It is common knowledge that many ideas and constructs in physics are best stated using mathematics. Unfortunately, the language for expression is not particularly unique. Several algebraic systems exist, and each one has its own benefits and drawbacks. Geometric algebra is an effective mathematical language for conveying the ideas of physics. It merges many different mathematical doctrines. The applications of geometric algebra are plentiful in areas as diverse as classical mechanics, quantum mechanics, classical and quantum electrodynamics, Dirac theory, gravitation, spinors and twistors, computer graphics, computational geometry, robotics, and engineering.

The growth of the Internet and improvements in the computer field have increased the scope of geometric algebra. A series of conferences have taken place to highlight the applications of geometric algebra. One such conference--Applications of Geometric Algebra in Computer Science and Engineering (AGACSE)--took place in 1999, 2001, and 2008.

This book is a result of the edited proceedings of the 2008 conference. It contains many advanced ideas from mathematics, physics, and computer science, and is meant to serve as a reference book on geometric algebra and its applications. It includes contributions by experts from around the globe.

The book consists of seven parts. The first part serves as an introduction to geometric algebra. It presents screw theory in terms of geometric algebra; a tutorial on representing Euclidean motions by means of geometric algebra; and the benefits of geometric algebra for engineering graphics. It also describes conformal transformations in terms of geometric algebra.

The second part of the book discusses numerous applications of Clifford-Fourier transforms. It briefly mentions color image processing applications and the use of Hilbert transforms in Clifford analysis.

The focus of the third part is on image processing, wavelets, and neural computing. The authors also discuss applications to contour and surface reconstruction, pattern classification, and spatial patterns, spotlighting new applications of quaternion wavelet transforms.

In the fourth part, the authors cover computer vision, focusing on motion estimation and visual self-localization. The fifth part looks at conformal mapping and fluid analysis, and also studies fluid flow problems by means of quaternion analysis. Part 6 looks at geometric algebra applications for crystallography and holography.

Finally, the seventh part looks at efficient computation using Clifford algebras.
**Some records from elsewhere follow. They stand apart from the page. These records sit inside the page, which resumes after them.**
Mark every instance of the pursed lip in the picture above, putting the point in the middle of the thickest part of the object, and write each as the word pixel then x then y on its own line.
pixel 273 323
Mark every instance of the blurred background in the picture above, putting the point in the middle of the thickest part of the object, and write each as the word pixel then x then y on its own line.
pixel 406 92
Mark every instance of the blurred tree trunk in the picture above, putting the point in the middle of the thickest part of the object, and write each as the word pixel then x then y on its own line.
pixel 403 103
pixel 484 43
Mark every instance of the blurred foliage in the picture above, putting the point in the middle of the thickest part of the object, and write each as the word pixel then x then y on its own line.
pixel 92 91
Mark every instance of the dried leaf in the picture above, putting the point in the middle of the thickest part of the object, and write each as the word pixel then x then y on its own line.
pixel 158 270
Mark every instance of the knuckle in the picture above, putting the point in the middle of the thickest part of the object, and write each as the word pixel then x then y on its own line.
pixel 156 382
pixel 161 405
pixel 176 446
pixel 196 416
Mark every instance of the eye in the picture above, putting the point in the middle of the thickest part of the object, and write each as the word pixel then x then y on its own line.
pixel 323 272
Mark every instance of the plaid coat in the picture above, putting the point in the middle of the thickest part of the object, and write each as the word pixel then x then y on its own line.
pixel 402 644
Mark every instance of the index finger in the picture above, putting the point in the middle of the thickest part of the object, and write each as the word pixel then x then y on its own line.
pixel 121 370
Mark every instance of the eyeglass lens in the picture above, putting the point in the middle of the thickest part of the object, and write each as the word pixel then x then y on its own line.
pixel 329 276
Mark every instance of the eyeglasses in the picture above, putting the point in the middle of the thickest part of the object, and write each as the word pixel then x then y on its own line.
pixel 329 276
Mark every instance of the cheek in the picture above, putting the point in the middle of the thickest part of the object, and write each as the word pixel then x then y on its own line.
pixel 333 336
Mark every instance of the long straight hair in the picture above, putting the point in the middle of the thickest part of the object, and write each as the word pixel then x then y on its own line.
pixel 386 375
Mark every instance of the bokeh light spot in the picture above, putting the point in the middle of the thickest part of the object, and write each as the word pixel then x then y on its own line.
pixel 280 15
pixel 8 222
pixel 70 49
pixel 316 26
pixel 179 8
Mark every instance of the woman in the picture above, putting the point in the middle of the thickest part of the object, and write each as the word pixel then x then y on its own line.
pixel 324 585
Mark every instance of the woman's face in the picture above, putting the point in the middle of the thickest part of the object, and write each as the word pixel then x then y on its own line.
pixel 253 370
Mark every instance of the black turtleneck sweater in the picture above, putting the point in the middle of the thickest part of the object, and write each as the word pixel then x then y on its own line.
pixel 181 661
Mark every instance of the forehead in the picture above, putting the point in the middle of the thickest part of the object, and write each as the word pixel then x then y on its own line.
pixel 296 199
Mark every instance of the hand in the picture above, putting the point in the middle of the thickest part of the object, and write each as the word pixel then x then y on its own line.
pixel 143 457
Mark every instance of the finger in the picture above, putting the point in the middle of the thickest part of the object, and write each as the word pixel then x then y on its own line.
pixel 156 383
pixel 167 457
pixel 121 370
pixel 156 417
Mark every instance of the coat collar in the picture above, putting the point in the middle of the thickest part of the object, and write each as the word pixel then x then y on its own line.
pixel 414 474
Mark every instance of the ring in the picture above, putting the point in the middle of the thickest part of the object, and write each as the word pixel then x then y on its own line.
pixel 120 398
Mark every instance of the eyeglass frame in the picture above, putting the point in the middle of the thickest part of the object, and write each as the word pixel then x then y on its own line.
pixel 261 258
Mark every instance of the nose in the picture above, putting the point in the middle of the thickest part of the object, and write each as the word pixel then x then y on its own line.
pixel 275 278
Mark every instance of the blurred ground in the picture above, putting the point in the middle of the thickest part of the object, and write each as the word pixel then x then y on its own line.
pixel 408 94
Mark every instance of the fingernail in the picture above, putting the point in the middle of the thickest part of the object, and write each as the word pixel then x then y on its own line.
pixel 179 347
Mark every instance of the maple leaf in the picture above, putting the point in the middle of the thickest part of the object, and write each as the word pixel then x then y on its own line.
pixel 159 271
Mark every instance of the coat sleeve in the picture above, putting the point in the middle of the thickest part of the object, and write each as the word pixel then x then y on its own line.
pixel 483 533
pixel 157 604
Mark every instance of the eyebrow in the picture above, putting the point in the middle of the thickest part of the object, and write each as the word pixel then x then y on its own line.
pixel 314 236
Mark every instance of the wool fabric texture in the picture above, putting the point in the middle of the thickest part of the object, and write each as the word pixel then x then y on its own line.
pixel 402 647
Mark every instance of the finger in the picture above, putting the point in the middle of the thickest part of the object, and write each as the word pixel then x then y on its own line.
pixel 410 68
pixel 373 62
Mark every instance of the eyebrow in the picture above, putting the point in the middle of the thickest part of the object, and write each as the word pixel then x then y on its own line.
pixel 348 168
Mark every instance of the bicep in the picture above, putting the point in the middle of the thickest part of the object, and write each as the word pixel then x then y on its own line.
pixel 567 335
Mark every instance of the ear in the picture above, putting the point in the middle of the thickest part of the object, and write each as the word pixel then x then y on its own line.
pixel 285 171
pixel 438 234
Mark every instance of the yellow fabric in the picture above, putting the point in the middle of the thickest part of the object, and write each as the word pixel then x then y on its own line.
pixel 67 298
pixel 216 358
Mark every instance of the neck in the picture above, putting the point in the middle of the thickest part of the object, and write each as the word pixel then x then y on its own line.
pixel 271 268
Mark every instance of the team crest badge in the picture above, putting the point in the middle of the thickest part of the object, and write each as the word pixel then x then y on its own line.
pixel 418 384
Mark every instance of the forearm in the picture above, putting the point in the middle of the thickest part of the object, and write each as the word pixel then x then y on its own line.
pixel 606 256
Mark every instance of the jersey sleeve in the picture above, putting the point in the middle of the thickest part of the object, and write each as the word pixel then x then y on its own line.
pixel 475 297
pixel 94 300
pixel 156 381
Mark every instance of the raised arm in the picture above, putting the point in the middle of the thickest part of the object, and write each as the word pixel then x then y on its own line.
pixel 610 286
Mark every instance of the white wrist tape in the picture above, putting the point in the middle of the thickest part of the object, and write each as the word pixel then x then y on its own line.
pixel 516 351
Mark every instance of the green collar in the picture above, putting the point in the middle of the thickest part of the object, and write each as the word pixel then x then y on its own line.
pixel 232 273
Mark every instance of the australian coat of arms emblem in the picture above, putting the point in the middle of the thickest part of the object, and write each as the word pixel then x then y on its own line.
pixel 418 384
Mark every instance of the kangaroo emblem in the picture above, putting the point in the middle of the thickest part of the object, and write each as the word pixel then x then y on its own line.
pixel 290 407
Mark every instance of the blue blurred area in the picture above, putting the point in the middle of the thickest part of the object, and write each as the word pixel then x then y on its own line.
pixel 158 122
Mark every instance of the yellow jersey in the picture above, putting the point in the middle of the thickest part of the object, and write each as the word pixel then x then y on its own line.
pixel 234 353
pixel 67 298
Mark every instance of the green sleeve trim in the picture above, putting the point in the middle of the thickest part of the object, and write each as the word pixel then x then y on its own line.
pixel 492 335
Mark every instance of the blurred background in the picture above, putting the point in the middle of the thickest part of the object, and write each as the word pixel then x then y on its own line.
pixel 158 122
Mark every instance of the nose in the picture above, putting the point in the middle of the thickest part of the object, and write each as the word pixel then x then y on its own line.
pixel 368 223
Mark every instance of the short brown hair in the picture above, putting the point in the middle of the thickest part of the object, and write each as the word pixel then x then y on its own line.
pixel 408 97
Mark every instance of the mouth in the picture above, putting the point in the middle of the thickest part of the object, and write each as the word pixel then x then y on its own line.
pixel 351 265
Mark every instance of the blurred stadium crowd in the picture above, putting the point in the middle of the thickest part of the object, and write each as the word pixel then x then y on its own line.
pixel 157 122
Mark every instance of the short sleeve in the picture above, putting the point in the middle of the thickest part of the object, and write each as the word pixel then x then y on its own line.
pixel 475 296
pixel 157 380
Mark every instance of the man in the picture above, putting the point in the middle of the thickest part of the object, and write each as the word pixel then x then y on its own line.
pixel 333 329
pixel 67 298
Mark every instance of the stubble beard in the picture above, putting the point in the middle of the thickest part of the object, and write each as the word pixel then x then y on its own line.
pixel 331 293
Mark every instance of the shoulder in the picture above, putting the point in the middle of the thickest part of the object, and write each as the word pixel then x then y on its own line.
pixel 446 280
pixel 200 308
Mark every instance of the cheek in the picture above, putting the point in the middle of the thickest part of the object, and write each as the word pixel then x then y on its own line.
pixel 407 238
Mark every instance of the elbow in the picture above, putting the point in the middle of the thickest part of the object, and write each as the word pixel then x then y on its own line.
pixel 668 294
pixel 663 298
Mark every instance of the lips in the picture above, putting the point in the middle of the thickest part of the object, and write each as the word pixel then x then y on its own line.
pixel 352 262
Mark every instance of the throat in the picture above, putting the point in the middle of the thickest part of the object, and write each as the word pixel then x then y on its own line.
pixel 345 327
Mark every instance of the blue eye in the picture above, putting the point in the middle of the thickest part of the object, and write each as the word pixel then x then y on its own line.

Here, the authors examine efficient algorithms and high-performance parallel computing applications. This part ends with a discussion of Gröbner bases in robotics and engineering.

The book includes numerous color illustrations, and the chapters end with references to the literature. I must add, however, that the book is mathematically very terse and not for the fainthearted.

Geometric algebra is a very practically oriented subject. Plenty of free software is readily available for enthusiasts who want to experiment.

This book should be treasured for presenting various geometric algebra applications in several areas--in addition to physics. Readers should use it alongside other books, such as those referenced [1,2,3,4]. It will be useful to physicists, computer scientists, and engineers. On the whole, this is a very useful book.